- Theatrical release poster
- Directed by: Nagaraj Karuppaiah
- Written by: Nagaraj Karuppaiah
- Produced by: Suresh Nandha
- Starring: Suresh Nandha; Nandana Anand;
- Cinematography: M. Seenivasan
- Edited by: Mugan Vel
- Music by: Deepan Chakravarthy
- Production company: White Screen Films
- Release date: 9 August 2024;
- Country: India
- Language: Tamil

= Veerayi Makkal =

Indian drama film

Veerayi Makkal is a 2024 Indian Tamil-language drama film written and directed by Nagaraj Karuppaiah. The film stars Suresh Nandha and Nandana Anand. Dubbed in Telugu Language as Veeramma Prajalu.

== Production ==
The film was produced by Suresh Nandha under the banner of A White screen films.The cinematography was done by M.Seenivasan while editing was handled by Mugan Vel and music composed by Deepan Chakravarthy.

== Reception ==
Hindu Tamil Thisai critic rated two point five out of five star and wrote that "Director Nagaraj Karupiya shakes the memories of the audience by telling through the characters of Veerai - his daughter-in-law Sornam, how every woman spreads love throughout her life in many relational positions like sister, mother, mother-in-law".

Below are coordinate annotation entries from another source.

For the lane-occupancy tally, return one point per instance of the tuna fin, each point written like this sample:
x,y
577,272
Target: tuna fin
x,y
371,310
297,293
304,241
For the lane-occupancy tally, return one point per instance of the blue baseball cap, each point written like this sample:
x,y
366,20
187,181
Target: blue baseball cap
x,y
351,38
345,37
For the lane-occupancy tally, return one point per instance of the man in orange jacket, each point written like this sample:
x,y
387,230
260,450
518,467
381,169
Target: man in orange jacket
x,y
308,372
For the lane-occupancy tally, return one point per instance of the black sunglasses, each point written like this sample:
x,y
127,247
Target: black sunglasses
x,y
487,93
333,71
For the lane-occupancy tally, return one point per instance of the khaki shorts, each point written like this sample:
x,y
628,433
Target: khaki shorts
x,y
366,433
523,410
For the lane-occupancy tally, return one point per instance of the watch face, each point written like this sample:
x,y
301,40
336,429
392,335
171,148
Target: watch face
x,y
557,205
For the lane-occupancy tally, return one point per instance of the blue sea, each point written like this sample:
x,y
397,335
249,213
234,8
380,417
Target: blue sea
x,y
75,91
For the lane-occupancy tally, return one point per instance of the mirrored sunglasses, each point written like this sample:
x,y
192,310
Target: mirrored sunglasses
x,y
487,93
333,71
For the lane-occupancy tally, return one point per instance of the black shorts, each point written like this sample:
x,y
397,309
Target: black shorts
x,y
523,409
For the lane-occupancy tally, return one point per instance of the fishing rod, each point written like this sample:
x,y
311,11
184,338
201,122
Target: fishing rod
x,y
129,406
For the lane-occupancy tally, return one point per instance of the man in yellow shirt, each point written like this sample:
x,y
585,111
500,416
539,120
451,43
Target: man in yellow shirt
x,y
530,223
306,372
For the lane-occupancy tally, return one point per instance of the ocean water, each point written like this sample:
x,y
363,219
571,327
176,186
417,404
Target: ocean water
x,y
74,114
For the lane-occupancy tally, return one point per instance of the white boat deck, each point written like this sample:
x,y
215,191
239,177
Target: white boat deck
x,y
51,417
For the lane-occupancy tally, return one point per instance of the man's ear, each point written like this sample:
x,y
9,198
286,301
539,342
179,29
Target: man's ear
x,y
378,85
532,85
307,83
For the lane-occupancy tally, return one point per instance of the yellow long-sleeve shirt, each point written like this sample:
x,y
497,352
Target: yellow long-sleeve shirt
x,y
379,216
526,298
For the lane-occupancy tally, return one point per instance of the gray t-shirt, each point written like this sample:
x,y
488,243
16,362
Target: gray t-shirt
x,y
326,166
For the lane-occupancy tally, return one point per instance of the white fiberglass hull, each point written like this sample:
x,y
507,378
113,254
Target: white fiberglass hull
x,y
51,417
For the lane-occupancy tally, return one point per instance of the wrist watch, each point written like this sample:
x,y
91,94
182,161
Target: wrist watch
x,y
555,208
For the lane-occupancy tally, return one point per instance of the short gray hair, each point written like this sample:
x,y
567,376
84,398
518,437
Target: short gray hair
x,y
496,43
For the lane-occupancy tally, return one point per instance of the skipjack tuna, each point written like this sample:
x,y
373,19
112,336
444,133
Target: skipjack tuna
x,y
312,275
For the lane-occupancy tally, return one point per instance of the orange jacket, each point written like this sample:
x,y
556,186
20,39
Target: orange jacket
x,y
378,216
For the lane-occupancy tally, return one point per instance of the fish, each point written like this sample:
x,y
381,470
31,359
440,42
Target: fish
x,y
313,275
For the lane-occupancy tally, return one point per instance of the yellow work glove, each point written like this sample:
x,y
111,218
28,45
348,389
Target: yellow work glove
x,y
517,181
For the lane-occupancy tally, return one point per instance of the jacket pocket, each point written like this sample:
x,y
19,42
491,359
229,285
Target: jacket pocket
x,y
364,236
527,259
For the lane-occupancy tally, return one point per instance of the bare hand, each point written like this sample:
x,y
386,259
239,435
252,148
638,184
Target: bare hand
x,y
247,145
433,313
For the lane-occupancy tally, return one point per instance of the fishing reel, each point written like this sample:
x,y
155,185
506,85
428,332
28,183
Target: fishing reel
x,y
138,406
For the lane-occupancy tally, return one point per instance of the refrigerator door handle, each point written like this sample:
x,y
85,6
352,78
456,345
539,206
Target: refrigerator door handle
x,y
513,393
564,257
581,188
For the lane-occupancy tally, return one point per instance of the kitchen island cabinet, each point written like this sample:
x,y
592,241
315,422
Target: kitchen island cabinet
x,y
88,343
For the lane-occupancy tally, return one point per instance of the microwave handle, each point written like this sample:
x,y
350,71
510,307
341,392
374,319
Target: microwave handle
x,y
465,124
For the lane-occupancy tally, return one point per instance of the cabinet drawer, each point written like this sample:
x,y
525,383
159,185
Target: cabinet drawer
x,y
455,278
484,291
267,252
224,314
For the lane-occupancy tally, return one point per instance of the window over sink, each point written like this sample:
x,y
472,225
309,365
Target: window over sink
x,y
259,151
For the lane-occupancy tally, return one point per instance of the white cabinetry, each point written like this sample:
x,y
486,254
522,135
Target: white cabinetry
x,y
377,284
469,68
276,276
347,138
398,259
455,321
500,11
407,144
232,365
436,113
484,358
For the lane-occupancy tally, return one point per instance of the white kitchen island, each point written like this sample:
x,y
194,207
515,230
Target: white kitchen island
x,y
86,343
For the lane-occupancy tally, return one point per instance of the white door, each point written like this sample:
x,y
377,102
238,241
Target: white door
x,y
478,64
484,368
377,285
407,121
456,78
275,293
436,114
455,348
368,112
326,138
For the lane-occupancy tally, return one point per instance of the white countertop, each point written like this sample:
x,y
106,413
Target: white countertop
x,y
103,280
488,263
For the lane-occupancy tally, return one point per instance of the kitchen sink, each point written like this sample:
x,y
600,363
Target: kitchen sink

Sreejith Mullappilly of Cinema Express rated one point five out of five and wrote that "The film sets up its premise reasonably well, but the treatment makes its simple moments seem unnecessarily grandiose. It delivers the resolutions in an equally straightforward way as well." Maalai Malar rated two point five star and Virakesari rated two star.